Liest man neben den Verlautbarungen auch die zahlreich erschienene internationale Literatur des radikalisierten konservativen Spektrums, so lässt sich ein Ideologiegerüst des revolutionären Konservatismus nachzeichnen, das durch vier Leitmaximen – in Frontstellung gegen die pluralistische Demokratie und zwecks Anleitung rechter Parteien – bestimmt wird: Antiliberalismus (gepaart mit angeblichem Antitotalitarismus), Nationalismus, religiöser Fundamentalismus und Widerständigkeit.

Antiliberalismus und Nationalismus

Der revolutionäre Konservatismus begnügt sich nicht mit einer Kritik von Liberalismus und Individualismus, sondern bekämpft diese radikal, also an der Wurzel. Angereichert mit Fußnoten wird plumper Hass im Stile von Armin Mohlers „Liberalenbeschimpfung“[20] propagiert, wobei die Szene gerne einen absurd erweiterten Totalitarismusbegriff anwendet, unter dem im Zweifelsfall auch individuelle Menschenrechte subsumiert werden.

Das beste Beispiel dafür ist Ryszard Legutko, polnischer Professor für Geisteswissenschaften und als einer der beiden EKR-Fraktionschefs im Europäischen Parlament einer der wichtigsten PiS-Politiker, dessen auch auf Deutsch erschienene Kampfschrift „Der Dämon der Demokratie“ im nationalkonservativen Spektrum große Anerkennung genießt.[21] Für Legutko gehen Erscheinungen wie Liberalismus, Egalitarismus, Minderheitendominanz, Menschenrechte und Demokratie Hand in Hand.

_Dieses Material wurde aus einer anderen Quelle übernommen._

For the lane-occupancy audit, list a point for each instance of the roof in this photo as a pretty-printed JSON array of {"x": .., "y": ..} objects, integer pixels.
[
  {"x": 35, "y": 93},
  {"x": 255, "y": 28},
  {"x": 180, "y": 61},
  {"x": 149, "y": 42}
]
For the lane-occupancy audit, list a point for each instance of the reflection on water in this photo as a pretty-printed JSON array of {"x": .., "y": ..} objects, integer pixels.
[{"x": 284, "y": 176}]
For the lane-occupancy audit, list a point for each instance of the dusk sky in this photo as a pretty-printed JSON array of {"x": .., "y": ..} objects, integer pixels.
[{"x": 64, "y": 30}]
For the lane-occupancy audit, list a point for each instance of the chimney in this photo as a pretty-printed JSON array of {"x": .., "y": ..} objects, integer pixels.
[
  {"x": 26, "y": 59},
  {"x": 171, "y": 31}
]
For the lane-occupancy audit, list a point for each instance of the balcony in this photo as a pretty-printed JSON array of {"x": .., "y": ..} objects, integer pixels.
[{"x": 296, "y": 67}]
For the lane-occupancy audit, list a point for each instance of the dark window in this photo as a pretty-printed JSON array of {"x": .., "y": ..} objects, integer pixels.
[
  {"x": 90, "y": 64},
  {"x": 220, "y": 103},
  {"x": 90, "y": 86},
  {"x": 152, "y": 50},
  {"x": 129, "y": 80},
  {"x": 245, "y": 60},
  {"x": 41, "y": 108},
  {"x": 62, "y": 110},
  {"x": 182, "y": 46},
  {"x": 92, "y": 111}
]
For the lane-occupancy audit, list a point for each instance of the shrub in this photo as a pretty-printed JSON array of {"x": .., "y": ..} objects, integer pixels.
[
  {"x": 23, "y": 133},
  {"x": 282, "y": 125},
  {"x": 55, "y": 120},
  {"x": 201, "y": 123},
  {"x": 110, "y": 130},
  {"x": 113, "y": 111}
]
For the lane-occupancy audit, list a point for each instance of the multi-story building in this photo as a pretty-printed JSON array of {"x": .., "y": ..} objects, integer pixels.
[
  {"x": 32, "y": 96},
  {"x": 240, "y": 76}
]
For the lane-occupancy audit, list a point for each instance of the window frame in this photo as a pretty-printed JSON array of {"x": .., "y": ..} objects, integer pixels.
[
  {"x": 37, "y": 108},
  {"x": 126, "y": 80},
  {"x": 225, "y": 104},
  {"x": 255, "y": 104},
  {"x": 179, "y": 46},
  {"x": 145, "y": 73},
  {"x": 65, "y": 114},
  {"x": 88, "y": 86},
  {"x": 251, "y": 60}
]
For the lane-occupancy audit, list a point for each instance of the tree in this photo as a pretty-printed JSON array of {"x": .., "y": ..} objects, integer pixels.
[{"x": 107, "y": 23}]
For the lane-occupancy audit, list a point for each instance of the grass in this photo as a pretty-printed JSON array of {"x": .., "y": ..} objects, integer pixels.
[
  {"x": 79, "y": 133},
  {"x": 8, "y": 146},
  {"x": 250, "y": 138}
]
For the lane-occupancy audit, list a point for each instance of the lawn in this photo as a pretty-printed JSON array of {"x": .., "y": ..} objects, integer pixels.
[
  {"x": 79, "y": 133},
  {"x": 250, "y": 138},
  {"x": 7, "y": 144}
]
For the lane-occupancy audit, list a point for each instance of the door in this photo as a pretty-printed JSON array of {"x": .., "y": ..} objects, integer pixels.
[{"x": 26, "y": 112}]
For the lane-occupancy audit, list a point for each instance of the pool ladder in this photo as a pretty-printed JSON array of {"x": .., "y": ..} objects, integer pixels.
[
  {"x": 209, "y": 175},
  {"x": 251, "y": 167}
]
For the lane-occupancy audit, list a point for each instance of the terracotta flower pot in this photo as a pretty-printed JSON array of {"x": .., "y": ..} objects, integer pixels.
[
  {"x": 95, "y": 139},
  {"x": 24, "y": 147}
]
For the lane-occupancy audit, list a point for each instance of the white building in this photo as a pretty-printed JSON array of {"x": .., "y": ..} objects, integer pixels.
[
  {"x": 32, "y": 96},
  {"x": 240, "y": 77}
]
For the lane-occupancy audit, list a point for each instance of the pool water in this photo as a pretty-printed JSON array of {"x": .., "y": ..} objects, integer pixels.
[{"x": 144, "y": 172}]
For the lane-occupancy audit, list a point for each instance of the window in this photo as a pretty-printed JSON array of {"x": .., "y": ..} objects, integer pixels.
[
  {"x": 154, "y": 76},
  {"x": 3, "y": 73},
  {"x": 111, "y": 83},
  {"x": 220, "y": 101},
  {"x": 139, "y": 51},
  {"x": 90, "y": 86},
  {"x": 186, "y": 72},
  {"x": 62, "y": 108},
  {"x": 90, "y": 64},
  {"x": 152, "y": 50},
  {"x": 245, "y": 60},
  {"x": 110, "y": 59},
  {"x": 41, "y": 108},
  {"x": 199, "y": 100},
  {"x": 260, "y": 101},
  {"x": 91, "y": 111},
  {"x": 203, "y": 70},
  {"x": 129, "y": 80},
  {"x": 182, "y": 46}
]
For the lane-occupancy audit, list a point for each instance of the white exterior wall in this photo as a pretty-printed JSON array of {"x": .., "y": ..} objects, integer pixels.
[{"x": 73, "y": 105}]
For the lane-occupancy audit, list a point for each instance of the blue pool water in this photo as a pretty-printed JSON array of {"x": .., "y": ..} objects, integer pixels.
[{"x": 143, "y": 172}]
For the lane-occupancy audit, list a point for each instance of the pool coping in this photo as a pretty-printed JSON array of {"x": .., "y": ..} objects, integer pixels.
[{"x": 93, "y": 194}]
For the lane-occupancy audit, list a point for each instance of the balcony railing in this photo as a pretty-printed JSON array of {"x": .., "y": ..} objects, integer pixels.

Ganz im Sinne seiner Partei nennt Legutko immer wieder das Recht und die Gerichte als angebliche Handlanger der vermeintlich tyrannischen Ideologie von der offenen Gesellschaft. Im Stile eines Verschwörungstheoretikers konstatiert er, dass eine kleine Elite die Bevölkerung indoktriniert und die parlamentarischen Institutionen, insbesondere der EU, gekapert habe, um klassische Familienstrukturen zu zerstören, wovon vor allem Homosexuelle und Feministinnen profitieren würden. Die Lage wird drastisch geschildert, um eine Notwehrsituation zu konstruieren. Legutko spricht von einem liberalen «Blitzkrieg», einer «Welle der Barbarei» und einem «Krieg gegen das Christentum».[22] So wird Polen unter der PiS-Regierung zum gallischen Dorf stilisiert, in welchem kulturelle und religiöse Identität bewahrt würden.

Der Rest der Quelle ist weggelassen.